Down the labyrinth of thorns.

 

 

Entering a red room with a human size portrait of a close-up distorted face, artist Juaki Pesudo opens the elevator door to his live and work space in the industrial district of L’Hospitalet in Barcelona. Underneath murky layers of oil and wax, the original Cara Delevingne Dior billboard, now part of Pesudo’s series ‘biutiful show‘, hosts the entrance to a warehouse lifted with metal beams from which toys, traffic lights and tyres hang. Shared with seven other artists, every corner of the space offers a refuge to hoarded objects, becoming a playful environment of constant stimulation, where one can eat from a DIY pizza oven, sit in a hybrid structure – half office chair, half supermarket trolley – or tour a chain of wall drawings and writings that could easily summarize the flow of enigmatic activity happening in the ship. Under incessant conversion, this ecosystem adapts to Pesudo’s intuitive way of jumping in between the mediums of drawing, music and paint.
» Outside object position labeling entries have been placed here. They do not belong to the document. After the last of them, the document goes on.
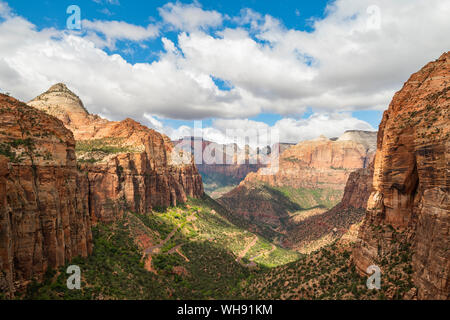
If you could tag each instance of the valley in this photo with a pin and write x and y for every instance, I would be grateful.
(112, 198)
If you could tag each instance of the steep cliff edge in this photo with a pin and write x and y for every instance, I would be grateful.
(44, 209)
(129, 166)
(411, 184)
(320, 163)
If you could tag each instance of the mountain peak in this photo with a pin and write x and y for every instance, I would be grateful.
(59, 99)
(59, 87)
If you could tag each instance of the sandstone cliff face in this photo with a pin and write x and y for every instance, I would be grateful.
(44, 209)
(358, 189)
(310, 180)
(411, 183)
(129, 166)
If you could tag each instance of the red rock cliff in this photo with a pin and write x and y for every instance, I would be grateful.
(129, 166)
(411, 183)
(320, 163)
(44, 216)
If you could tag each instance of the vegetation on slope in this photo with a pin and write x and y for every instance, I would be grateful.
(330, 274)
(193, 252)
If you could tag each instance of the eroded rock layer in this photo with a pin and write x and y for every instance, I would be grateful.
(129, 166)
(320, 163)
(44, 208)
(308, 179)
(411, 182)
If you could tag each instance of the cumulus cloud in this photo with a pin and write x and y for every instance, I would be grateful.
(345, 63)
(117, 30)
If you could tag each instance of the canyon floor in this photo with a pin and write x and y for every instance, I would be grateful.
(193, 251)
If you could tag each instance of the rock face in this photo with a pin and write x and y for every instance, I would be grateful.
(411, 183)
(44, 208)
(320, 163)
(358, 189)
(310, 179)
(129, 166)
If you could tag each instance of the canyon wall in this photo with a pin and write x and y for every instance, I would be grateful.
(129, 166)
(411, 182)
(44, 208)
(310, 179)
(320, 163)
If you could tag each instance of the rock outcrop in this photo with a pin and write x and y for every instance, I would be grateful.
(320, 163)
(44, 207)
(309, 179)
(222, 167)
(411, 182)
(129, 166)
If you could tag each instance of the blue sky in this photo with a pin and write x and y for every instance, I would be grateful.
(304, 67)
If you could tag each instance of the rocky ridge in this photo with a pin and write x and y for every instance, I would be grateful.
(44, 211)
(409, 206)
(129, 166)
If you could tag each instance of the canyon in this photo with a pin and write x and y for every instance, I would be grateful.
(64, 170)
(117, 195)
(44, 212)
(129, 166)
(309, 179)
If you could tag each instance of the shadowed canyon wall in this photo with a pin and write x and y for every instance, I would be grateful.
(129, 166)
(44, 207)
(411, 182)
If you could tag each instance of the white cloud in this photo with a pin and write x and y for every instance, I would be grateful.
(117, 30)
(189, 17)
(340, 66)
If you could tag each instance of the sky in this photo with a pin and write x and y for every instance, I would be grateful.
(303, 68)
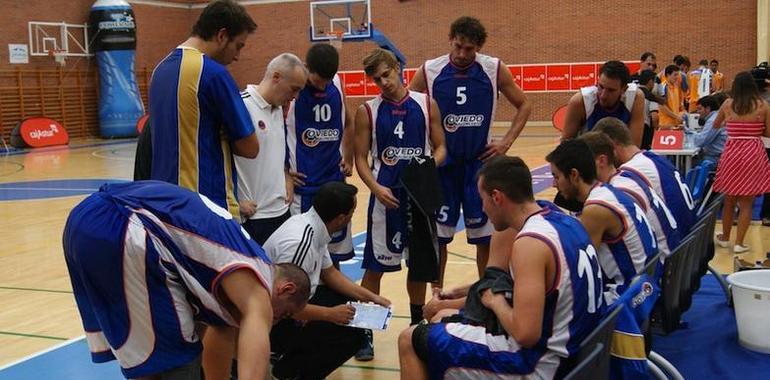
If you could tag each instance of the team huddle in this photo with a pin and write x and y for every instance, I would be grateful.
(226, 263)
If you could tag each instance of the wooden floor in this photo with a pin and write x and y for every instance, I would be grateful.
(37, 310)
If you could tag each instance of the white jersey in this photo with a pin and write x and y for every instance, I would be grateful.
(665, 179)
(263, 179)
(622, 257)
(302, 241)
(660, 217)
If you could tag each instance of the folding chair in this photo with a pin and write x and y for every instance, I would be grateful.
(593, 358)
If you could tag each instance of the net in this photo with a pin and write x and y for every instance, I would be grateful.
(335, 39)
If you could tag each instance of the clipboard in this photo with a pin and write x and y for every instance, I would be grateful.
(370, 316)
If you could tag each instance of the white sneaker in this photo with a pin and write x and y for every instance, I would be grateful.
(720, 242)
(738, 248)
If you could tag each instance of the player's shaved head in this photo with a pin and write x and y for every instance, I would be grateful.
(285, 64)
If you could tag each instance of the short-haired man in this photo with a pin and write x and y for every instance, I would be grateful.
(658, 214)
(557, 293)
(613, 95)
(196, 113)
(465, 85)
(699, 82)
(657, 172)
(392, 128)
(717, 78)
(265, 190)
(323, 343)
(710, 140)
(646, 81)
(319, 135)
(672, 113)
(148, 260)
(617, 225)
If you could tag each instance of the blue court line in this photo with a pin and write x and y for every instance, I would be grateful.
(71, 360)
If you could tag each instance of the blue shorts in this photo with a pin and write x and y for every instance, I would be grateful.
(130, 306)
(458, 183)
(463, 351)
(341, 246)
(387, 239)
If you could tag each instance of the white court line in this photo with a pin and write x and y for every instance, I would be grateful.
(63, 344)
(47, 350)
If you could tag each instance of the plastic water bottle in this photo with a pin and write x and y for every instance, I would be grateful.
(113, 29)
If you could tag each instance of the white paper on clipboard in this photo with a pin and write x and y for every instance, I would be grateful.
(371, 316)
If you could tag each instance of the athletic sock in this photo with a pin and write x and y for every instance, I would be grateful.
(416, 313)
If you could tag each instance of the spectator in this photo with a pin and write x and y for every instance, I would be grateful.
(717, 77)
(651, 118)
(710, 140)
(744, 170)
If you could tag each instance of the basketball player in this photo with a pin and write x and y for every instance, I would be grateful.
(656, 171)
(148, 260)
(320, 145)
(465, 85)
(557, 293)
(392, 128)
(658, 214)
(198, 119)
(613, 95)
(617, 226)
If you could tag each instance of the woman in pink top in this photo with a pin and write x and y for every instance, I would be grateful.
(744, 170)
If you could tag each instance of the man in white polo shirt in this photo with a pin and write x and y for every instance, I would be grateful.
(314, 349)
(265, 190)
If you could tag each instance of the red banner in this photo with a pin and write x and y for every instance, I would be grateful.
(353, 83)
(582, 76)
(533, 78)
(40, 131)
(558, 77)
(555, 77)
(633, 66)
(516, 73)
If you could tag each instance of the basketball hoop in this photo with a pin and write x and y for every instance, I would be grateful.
(59, 55)
(335, 39)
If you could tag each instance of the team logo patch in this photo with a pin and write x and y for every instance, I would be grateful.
(391, 155)
(312, 137)
(452, 122)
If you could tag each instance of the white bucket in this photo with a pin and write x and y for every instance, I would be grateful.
(751, 296)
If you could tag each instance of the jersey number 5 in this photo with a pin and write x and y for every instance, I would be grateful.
(461, 97)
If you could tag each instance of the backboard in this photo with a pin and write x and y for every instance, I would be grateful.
(46, 37)
(352, 17)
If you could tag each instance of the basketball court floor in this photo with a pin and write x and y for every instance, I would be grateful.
(40, 330)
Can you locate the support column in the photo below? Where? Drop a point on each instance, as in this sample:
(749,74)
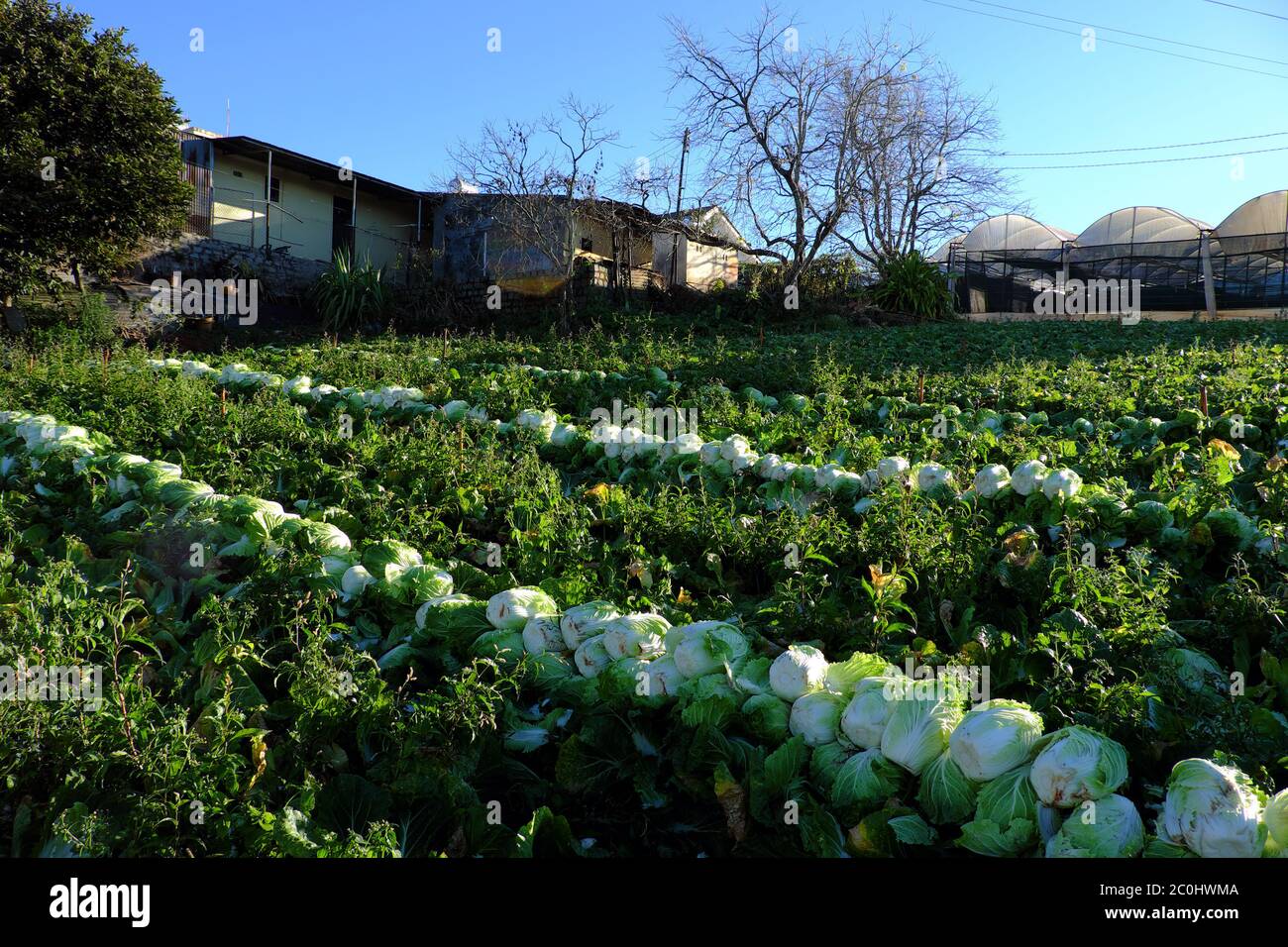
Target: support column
(1209,287)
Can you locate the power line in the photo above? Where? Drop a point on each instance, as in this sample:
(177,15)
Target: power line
(1120,43)
(1247,9)
(1128,33)
(1142,147)
(1147,161)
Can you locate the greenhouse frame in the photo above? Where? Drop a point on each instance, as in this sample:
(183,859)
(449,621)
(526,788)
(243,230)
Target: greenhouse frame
(1183,264)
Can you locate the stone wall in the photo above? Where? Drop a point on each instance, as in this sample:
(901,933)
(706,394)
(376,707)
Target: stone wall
(200,258)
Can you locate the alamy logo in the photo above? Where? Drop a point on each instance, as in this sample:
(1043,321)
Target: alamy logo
(665,421)
(179,296)
(1063,296)
(73,899)
(38,684)
(939,684)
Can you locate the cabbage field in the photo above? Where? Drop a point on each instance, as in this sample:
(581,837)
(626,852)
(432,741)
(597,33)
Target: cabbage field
(928,591)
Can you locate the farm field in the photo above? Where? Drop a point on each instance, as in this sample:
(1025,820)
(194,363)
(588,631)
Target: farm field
(927,591)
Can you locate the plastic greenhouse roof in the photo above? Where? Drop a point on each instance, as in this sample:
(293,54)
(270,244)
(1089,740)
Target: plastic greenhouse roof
(1014,232)
(1141,224)
(1263,214)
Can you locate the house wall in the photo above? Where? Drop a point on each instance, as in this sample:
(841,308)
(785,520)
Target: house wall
(304,218)
(709,263)
(699,265)
(469,245)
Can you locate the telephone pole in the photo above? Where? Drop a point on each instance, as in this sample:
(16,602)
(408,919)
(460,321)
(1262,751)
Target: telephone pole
(679,219)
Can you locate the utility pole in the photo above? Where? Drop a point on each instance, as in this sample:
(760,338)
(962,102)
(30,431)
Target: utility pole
(679,219)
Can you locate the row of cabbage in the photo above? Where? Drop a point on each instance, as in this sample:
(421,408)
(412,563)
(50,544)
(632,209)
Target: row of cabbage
(874,732)
(786,483)
(871,727)
(230,527)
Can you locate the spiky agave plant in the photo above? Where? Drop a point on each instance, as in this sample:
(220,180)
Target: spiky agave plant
(349,294)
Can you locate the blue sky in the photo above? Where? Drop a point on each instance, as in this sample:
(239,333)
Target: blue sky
(393,84)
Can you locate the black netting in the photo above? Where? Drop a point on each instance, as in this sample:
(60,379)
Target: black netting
(1247,273)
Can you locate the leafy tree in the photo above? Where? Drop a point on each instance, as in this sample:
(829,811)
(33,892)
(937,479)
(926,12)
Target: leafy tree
(88,158)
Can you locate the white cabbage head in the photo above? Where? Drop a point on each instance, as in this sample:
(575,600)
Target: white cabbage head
(1028,476)
(798,672)
(1214,810)
(991,479)
(995,737)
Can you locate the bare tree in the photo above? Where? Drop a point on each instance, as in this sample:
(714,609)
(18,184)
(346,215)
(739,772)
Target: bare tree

The process of creating takes place two floors down, through a back staircase, where an elongated room is fully covered with his latest work in progress. The artist’s routine is governed by urge, with peaks of intensive activity, otherwise leaving the monsters from his darkest nightmares alone. Surrounding his bed remain traces from his latest room show ‘spinas lindas’ which Pesudo called an “ode to the Pilot pen”, taking the form of creepy rose bushes that emerge from the ground. Balancing out the hauntedness of these demons, the tension is eased by the indirectly heated light of the window wall, from where the rooftop and the Mediterranean sea frame the horizon.